In much the same way, the work of Piaget and Vygotsky has inspired the researches on collaborative and participatory approach (Dillenbourg et al., 1996). In fact, socio-constructivists were inspired by Piaget’s system of developmental stages. In other words, Piaget emphasized that children’s developmental stages are parallel to their cognitive progress. Furthermore, socio-constructivism partially believes the ideas related to cognitive conflict, which refers dichotomies between current, new information, and experiences. As with the participatory approach, the following study aims to examine its probable effects on academic achievement of EFL learners who study in the Azad University of Kerman.

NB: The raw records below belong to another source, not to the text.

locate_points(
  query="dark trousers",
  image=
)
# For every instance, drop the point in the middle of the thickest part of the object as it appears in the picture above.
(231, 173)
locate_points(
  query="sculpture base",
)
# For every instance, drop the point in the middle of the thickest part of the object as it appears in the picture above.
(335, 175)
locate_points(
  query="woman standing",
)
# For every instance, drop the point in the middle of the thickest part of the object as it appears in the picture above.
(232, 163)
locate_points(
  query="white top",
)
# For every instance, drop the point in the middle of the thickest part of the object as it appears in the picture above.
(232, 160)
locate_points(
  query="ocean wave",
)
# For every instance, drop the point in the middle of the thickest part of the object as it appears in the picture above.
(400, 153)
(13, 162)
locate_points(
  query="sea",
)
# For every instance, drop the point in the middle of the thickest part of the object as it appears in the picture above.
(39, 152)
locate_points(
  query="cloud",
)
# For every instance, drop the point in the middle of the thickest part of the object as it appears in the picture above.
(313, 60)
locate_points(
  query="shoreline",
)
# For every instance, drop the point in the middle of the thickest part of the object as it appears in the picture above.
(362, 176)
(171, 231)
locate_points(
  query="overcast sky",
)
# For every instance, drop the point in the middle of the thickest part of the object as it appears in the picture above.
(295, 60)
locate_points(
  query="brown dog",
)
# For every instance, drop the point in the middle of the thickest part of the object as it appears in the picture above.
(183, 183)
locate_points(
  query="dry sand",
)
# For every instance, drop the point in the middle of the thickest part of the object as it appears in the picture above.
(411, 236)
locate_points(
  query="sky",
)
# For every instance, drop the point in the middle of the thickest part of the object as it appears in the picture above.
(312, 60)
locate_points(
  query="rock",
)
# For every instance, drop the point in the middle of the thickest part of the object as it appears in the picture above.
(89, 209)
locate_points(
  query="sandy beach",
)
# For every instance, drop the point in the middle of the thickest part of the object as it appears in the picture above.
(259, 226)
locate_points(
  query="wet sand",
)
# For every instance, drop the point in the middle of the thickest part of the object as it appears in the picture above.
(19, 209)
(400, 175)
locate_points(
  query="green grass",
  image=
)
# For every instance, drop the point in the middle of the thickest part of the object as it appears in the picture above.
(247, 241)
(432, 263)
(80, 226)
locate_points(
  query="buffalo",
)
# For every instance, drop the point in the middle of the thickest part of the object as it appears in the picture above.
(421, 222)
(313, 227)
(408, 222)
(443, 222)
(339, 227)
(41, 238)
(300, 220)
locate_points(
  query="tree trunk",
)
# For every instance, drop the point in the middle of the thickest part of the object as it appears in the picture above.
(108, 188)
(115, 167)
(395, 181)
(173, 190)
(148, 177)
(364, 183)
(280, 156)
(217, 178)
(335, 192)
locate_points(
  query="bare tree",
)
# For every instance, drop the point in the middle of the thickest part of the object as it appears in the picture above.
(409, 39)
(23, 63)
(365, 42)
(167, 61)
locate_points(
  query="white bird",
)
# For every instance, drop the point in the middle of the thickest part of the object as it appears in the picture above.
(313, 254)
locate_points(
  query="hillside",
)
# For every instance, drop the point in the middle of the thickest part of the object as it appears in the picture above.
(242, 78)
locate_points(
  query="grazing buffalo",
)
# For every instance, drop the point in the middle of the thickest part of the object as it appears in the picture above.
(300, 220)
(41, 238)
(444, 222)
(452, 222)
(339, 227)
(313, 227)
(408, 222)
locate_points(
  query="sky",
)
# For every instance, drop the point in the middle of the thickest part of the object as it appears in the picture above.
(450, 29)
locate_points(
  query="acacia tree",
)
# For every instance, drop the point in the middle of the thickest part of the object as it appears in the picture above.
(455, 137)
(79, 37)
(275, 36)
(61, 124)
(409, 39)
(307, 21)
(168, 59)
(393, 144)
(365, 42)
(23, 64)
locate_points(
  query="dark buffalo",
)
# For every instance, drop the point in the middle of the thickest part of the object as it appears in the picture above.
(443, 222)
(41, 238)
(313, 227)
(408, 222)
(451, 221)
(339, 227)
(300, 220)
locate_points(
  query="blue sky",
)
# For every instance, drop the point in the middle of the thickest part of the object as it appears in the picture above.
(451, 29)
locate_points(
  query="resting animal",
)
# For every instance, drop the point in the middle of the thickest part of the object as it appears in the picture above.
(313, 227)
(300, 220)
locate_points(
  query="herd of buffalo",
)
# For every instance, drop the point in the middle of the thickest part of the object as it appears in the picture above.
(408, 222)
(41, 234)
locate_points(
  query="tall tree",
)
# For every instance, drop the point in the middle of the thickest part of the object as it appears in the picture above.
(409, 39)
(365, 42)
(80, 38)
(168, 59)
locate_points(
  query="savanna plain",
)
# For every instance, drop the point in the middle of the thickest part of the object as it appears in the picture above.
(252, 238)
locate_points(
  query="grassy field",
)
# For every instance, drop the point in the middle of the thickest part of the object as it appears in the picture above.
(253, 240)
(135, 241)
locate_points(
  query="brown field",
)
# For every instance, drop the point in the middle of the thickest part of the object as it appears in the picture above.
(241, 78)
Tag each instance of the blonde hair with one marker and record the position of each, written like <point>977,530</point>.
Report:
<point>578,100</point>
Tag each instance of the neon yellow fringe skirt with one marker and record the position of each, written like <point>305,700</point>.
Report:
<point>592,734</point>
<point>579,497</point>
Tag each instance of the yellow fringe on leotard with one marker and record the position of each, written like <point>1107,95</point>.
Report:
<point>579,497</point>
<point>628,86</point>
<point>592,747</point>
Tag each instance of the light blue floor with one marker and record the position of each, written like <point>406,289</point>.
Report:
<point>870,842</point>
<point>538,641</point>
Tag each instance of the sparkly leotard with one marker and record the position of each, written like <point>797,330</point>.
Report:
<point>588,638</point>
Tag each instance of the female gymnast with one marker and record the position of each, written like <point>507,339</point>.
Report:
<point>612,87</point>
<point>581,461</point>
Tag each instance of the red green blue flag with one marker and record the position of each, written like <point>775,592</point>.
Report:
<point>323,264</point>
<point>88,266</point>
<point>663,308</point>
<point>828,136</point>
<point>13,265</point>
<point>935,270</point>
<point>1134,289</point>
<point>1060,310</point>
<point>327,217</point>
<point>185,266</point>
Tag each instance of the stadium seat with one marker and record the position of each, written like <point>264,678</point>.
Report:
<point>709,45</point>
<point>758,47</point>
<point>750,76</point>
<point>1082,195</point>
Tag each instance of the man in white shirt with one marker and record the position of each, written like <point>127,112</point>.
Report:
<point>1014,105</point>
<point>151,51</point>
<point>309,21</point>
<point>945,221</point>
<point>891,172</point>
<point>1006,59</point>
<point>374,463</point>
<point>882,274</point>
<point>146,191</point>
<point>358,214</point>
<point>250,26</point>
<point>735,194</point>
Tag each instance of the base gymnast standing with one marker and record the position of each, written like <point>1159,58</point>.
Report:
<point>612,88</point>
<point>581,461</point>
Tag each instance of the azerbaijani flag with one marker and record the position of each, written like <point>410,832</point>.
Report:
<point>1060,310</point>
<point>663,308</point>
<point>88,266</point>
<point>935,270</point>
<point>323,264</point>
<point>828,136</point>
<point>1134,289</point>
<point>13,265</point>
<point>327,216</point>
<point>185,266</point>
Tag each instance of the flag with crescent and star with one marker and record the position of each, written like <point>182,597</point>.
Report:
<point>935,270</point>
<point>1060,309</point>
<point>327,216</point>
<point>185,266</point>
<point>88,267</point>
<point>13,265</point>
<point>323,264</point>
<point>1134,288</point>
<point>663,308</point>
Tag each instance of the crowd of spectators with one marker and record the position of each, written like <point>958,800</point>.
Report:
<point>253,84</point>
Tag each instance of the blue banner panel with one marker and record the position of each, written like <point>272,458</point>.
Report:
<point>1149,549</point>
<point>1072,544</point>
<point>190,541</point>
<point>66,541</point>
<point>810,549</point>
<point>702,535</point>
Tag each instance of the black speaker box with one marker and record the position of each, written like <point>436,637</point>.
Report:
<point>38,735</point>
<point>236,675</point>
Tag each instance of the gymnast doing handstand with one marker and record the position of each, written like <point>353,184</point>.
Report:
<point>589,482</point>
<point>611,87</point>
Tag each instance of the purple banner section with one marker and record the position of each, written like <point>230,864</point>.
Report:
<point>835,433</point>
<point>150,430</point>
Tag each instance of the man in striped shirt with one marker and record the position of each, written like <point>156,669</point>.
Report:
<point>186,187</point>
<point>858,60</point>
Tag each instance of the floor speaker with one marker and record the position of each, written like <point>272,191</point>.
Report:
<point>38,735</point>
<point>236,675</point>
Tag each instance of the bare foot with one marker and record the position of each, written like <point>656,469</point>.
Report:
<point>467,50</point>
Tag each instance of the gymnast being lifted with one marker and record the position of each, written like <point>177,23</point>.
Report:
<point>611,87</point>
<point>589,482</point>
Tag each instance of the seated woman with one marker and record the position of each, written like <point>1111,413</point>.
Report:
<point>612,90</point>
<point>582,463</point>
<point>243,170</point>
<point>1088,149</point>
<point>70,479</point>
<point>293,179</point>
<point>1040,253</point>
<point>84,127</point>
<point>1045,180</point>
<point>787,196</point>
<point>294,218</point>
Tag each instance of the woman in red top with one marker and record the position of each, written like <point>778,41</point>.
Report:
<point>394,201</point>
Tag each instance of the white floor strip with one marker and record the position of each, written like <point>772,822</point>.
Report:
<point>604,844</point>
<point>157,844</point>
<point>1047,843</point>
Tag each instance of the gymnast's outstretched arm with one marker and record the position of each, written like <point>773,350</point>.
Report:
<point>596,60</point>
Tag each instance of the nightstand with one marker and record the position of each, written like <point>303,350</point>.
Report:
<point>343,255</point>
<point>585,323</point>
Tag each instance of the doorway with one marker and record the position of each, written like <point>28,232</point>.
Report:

Apart from all the models and studies in language learning classrooms which are carried out by collaborative learning, there has been still demand for researches which focus on the effects of the participatory approach on academic achievement of EFL students. “Traditional methods of teaching have failed to produce graduates with the kinds of skills they need to be effective engineers e.g., working in teams; applying scientific and engineering theory and principles; solving unstructured, practical problems, and communicating with others” (Cabrera, Colbeck, Terenzini, 2001: 2). Not having done so might easily put forth the difficulties. Unsurprisingly, learners’ engagement which is a productive environment for collaboration and teamwork, and applying problem- solving activities can definitely be difficult feats in teaching a second language (Kalyuga, Mantai, Marrone, 2012).